Si Michael Powell avait déjà été associé à ce type de production avec le film collectif Le Lion a des ailes, tourné en 1939, c’est surtout à 49e parallèle, produit en 1941, qu’Un de nos avions n’est pas rentré fait écho. En effet, on y retrouve l’immersion d’un groupe de militaires dans un territoire étranger avec un renversement de principe puisque, dans le premier des deux, Powell et Pressburger avaient l’audace géniale de suivre un groupe de soldats allemands piégés au Canada, faisant de facto des ennemis les personnages centraux d’un film. Les cinéastes en profitent de nouveau pour nous offrir une étude quasi anthropologique en faisant de la seconde partie du film une immersion en culture néerlandaise. Le groupe de soldats met notamment du temps à croiser quelqu’un qui parle anglais, rencontrant des enfants et des villageois dans leur vie quotidienne. Conformément à l’image d’Epinal du pays, on voit des moulins, des cyclistes, dans une atmosphère presque apaisée, où la menace allemande n’est que diffuse, illustrée seulement par le passage d’un char ou d’un officier allemand qui inspecte silencieusement une église. Il n’est d’ailleurs pas non plus diabolisé, comme en témoigne la discussion dans le cockpit où l’équipage évoque le bon temps passé à Stuttgart avant-guerre, même si les exactions du régime nazi sont évoquées. Presque absent, l’ennemi, comme dans la plupart des films anglais du genre, n’est pas outrageusement diabolisé. Il est réduit à sa plus simple expression, celle de l’opposant, pour concentrer le message sur la solidarité et les valeurs du peuple anglais et, ici, sur celles du peuple néerlandais qu’il faut défendre. Sans présence massive de l’ennemi, peu ou pas de grandes séquences d’action ou de démonstrations de force, et donc peu d’actes d’héroïsme individuel, contrairement à ce que l’on trouvera régulièrement dans le cinéma américain. Ainsi, les rebondissements fonctionnent plutôt sur la ruse et sur des stratagèmes qui font parfois sourire, comme lorsque l'équipage se déguise pour passer d'un village à l'autre. Seul peut-être le personnage de Jo de Vries s’approche de l’héroïne traditionnelle, incarnant ainsi à elle seule les qualités du peuple néerlandais. La fonction de propagande est ainsi portée plus nettement par l’empathie installée pour les personnages que par la survalorisation de l’action ou de la surpuissance d’un des protagonistes.
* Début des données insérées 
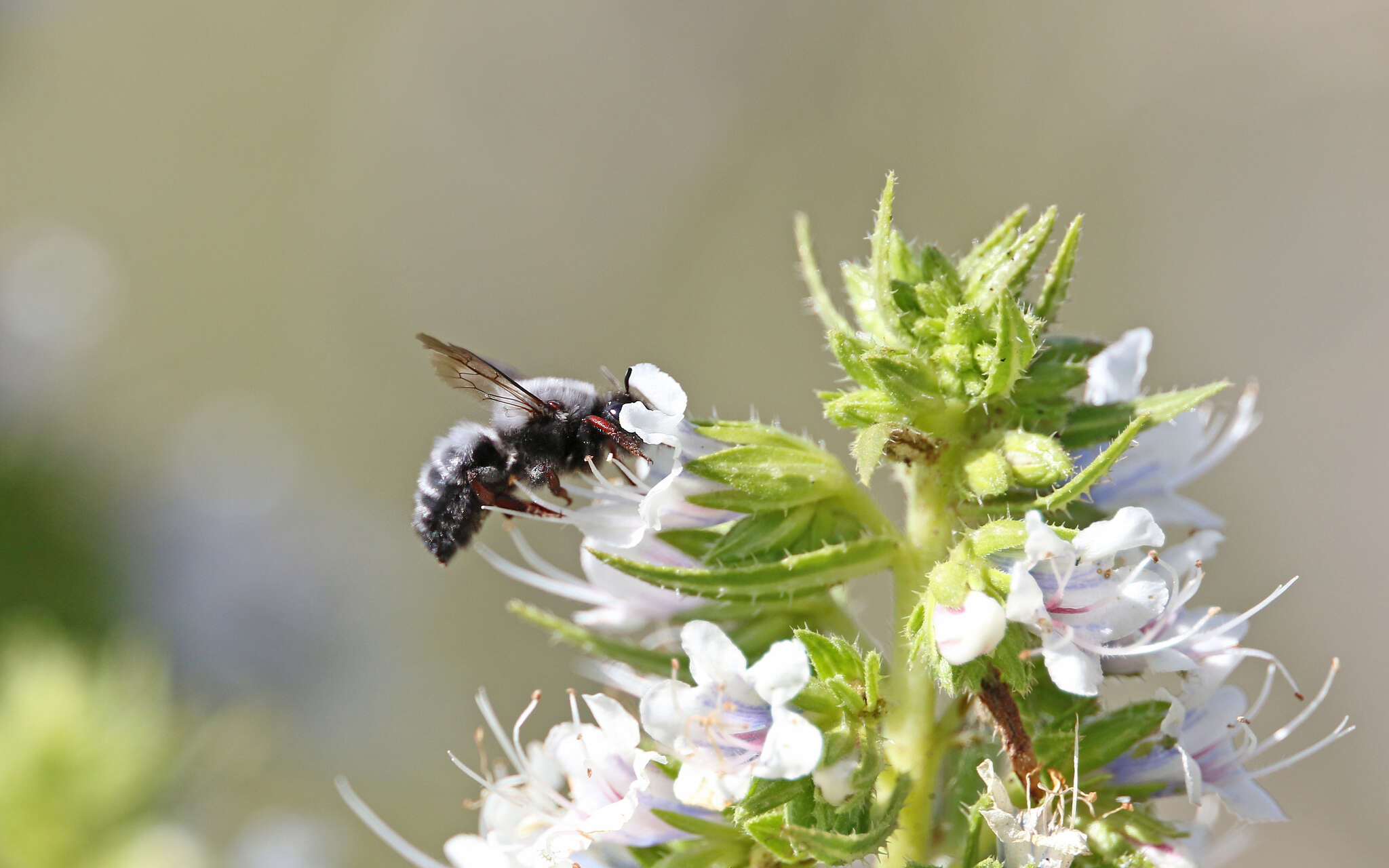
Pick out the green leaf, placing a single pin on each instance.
(764, 477)
(867, 449)
(770, 795)
(754, 434)
(638, 657)
(1096, 470)
(1015, 346)
(860, 408)
(831, 656)
(1103, 739)
(695, 542)
(838, 849)
(991, 246)
(794, 575)
(699, 827)
(1007, 274)
(820, 300)
(1059, 275)
(1095, 424)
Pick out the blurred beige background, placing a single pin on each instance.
(229, 220)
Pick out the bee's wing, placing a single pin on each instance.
(465, 370)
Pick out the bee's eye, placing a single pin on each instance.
(614, 409)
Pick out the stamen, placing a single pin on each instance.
(1158, 646)
(378, 827)
(1335, 735)
(1287, 730)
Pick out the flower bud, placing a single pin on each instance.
(1036, 460)
(987, 473)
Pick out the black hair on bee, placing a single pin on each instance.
(541, 429)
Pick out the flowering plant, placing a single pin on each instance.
(1046, 556)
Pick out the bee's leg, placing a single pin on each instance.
(545, 473)
(492, 498)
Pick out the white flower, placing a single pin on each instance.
(1203, 646)
(1205, 755)
(737, 721)
(1170, 456)
(1035, 836)
(585, 785)
(1116, 372)
(973, 628)
(624, 517)
(1078, 597)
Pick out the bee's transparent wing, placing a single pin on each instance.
(465, 370)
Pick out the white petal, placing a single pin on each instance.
(705, 787)
(657, 388)
(1025, 603)
(792, 749)
(714, 658)
(835, 781)
(616, 721)
(970, 631)
(1073, 670)
(652, 425)
(1131, 528)
(1042, 540)
(1116, 374)
(1249, 800)
(666, 707)
(783, 673)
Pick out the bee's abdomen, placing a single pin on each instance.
(448, 510)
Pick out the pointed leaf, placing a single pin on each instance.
(638, 657)
(1096, 470)
(867, 449)
(992, 243)
(1095, 424)
(1059, 275)
(791, 576)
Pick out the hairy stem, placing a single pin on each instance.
(998, 698)
(913, 746)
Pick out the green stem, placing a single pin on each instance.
(913, 746)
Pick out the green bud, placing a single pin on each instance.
(1036, 460)
(987, 474)
(950, 581)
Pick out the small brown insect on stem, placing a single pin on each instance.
(1017, 743)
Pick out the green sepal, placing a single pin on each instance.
(842, 848)
(763, 477)
(764, 796)
(1103, 739)
(1093, 471)
(1004, 273)
(1006, 657)
(1013, 349)
(867, 448)
(598, 645)
(973, 263)
(789, 576)
(831, 656)
(1091, 424)
(1059, 275)
(699, 827)
(860, 408)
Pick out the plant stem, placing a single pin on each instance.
(913, 746)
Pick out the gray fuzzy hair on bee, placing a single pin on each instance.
(541, 429)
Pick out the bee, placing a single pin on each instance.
(541, 429)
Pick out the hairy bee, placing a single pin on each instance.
(541, 429)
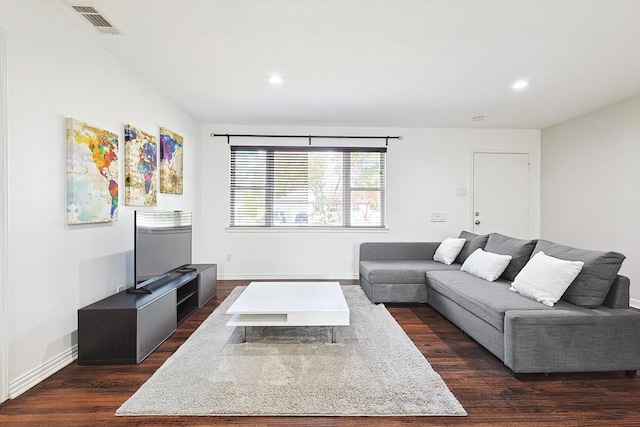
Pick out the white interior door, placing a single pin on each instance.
(501, 193)
(4, 291)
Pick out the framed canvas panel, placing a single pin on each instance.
(171, 155)
(140, 166)
(92, 174)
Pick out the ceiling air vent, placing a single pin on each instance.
(96, 19)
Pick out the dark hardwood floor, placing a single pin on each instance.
(90, 395)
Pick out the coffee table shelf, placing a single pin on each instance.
(290, 304)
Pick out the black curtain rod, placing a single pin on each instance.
(310, 137)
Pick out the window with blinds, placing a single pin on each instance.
(307, 187)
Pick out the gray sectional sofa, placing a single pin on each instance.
(591, 328)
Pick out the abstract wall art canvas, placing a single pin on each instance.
(92, 174)
(171, 155)
(140, 165)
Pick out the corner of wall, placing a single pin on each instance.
(4, 284)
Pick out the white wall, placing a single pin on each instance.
(55, 71)
(424, 169)
(590, 186)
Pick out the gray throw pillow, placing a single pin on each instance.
(473, 242)
(592, 285)
(519, 249)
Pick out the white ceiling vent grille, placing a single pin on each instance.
(96, 19)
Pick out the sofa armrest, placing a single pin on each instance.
(572, 340)
(399, 251)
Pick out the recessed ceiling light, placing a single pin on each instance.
(520, 84)
(275, 79)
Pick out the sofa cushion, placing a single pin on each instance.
(519, 249)
(487, 300)
(472, 242)
(545, 278)
(448, 250)
(592, 285)
(397, 272)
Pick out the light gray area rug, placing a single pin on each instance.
(373, 369)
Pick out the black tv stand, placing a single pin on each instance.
(128, 326)
(139, 291)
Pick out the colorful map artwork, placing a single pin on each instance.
(92, 174)
(141, 157)
(171, 153)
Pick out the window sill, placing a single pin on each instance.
(304, 230)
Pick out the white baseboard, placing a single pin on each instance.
(37, 375)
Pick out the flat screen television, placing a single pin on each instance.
(162, 246)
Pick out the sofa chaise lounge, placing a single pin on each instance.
(590, 329)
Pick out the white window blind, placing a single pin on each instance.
(307, 187)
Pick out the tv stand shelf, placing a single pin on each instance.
(127, 327)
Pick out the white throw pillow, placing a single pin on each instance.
(545, 278)
(486, 265)
(448, 250)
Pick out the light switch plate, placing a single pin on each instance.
(438, 217)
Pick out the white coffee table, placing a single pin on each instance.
(290, 304)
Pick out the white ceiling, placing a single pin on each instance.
(389, 63)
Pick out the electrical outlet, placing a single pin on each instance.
(438, 217)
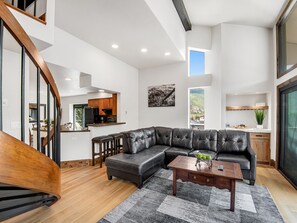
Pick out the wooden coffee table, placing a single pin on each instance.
(184, 168)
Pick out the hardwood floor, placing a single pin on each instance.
(87, 196)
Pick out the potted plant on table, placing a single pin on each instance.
(260, 115)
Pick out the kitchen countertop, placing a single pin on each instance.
(255, 130)
(106, 124)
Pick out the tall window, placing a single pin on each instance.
(196, 63)
(79, 116)
(196, 97)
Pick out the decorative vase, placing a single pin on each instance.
(200, 162)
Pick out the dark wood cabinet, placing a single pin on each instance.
(260, 142)
(104, 103)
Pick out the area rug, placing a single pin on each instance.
(193, 203)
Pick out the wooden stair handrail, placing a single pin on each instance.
(25, 167)
(23, 39)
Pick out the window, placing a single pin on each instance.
(196, 63)
(287, 41)
(196, 98)
(79, 116)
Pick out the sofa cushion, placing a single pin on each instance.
(174, 152)
(208, 152)
(163, 136)
(232, 141)
(235, 158)
(205, 140)
(150, 137)
(138, 163)
(134, 141)
(182, 138)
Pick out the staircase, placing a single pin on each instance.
(29, 177)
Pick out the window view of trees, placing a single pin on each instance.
(197, 108)
(79, 116)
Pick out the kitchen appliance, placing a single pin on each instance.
(91, 115)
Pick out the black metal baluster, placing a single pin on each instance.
(54, 147)
(34, 8)
(38, 109)
(58, 155)
(48, 120)
(23, 82)
(1, 62)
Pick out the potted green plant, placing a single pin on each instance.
(260, 115)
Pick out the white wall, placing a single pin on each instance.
(178, 74)
(12, 94)
(240, 61)
(167, 15)
(107, 72)
(41, 34)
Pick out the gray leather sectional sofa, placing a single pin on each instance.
(149, 149)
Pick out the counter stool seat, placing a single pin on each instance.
(105, 148)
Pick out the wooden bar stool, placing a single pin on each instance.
(117, 142)
(105, 148)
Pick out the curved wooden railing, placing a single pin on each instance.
(28, 178)
(25, 167)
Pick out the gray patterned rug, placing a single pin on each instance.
(193, 203)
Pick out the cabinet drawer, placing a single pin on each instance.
(259, 135)
(204, 180)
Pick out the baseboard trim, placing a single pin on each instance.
(76, 163)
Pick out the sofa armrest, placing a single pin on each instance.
(252, 156)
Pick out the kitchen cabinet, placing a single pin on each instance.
(104, 103)
(260, 143)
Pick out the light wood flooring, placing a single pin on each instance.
(87, 196)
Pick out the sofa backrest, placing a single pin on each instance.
(150, 137)
(134, 141)
(182, 138)
(163, 136)
(205, 140)
(232, 141)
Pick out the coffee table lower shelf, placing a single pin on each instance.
(184, 169)
(218, 182)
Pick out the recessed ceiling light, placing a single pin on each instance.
(115, 46)
(143, 50)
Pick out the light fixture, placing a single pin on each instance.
(143, 50)
(115, 46)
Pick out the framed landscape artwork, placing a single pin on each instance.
(161, 96)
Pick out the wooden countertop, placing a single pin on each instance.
(106, 124)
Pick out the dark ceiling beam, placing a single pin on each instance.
(182, 13)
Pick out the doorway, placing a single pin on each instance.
(288, 132)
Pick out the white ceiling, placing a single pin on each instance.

Porté par de futurs grands noms du cinéma anglais avec David Lean au montage et Ronald Neame à la photographie, et un casting solide, Un de nos avions n’est pas rentré est un film solide qui signe les grands débuts de la société de production The Archers. S’il n’égale pas l’originalité et la force de 49e parallèle, il reste une belle illustration de la singularité du cinéma de propagande anglais comme de celui du duo Michael Powell / Emeric Pressburger.